Our approach has several limitations. This is a relatively small patient cohort of metastatic patients with SCLC; the classification algorithm was trained and validated in 227 scans from 50 patients, and further research is warranted. We were underpowered to perform classification based on the Riley et al.44 criterion, increasing the likelihood of our algorithm overfitting to the training population. Our data utilize a mixture of biopsy-sampled and cfDNA-based NE scores. The cfDNA sampling is comparatively easier but captures signals from both cancerous and non-cancerous components. This impacts our ability to describe with confidence the NE expression profiles specific to each lesion. Next, our framework utilizes a cascaded algorithm that analyzes biomedical imaging data in a stepwise fashion. This workflow inherently propagates segmentation errors and failures at the first step to the radiomics analysis, which occurs downstream. Since radiomics is volume dependent, the effectiveness of the tumor phenotype classifier relies on the performance of the lesion detection tool. Our DICE performance indicates that the model did not perform as well in mSCLC cases (DICE <0.7) compared with LiTS (DICE >0.7). This may be influenced by high disease burden and complex anatomy from extensive prior treatments, or it can affect cases with very small lesions, which are difficult to identify. Further work on how changes in predicted volumes impact radiomics and downstream classification is needed. Similarly, further investigation into the effects of contrast use and acquisition parameters is warranted. Third, our NE classification task is conducted at the image level rather than the lesion level. This primarily describes the bulk NE profile rather than tumor-specific characteristics. Any heterogeneity reflected across the patients’ disease burden cannot be evaluated through the current workflow. Future validation in lesion-based assessment for samples with targeted sequencing may provide more context to individual signatures. Finally, the data distribution of NE positive to NE negative is largely unbalanced, making it difficult to further optimize the machine learning classifier to better detect NE-negative phenotypes.
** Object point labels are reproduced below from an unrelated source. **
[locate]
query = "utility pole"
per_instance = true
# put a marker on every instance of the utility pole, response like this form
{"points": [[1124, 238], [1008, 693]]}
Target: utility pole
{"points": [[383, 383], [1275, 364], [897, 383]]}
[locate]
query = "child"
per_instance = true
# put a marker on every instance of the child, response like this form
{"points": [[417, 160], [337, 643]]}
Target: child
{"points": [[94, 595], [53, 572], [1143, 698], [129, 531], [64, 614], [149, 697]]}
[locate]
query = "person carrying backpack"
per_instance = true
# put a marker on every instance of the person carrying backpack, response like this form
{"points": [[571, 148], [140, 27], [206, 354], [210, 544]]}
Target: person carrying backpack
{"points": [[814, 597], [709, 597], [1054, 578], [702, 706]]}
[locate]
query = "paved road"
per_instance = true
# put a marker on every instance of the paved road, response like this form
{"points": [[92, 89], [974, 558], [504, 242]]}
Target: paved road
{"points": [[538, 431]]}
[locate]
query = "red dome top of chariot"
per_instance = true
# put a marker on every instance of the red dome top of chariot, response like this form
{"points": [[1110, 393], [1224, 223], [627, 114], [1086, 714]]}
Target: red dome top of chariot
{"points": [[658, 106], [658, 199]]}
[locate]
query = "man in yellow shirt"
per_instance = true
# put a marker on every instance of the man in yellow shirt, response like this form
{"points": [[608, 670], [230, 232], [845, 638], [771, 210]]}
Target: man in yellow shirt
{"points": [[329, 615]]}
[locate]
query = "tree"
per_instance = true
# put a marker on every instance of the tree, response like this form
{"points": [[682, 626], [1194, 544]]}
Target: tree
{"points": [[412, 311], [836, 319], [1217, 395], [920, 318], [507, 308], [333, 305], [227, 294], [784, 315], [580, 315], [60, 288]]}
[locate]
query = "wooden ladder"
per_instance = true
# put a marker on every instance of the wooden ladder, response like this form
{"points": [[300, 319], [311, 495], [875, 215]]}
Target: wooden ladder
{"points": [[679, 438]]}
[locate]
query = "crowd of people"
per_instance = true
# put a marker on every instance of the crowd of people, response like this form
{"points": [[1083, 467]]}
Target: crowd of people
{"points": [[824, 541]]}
In conclusion, deep learning and radiomics-based analysis enable automated detection and characterization of SCLC liver metastasis. Using AI-based platforms, routinely acquired CT scans may be used to determine the NE status of patients with mSCLC liver lesions. This could enable clinicians to tailor SCLC treatments based on a patient’s NE status and its associated molecular tumor profile.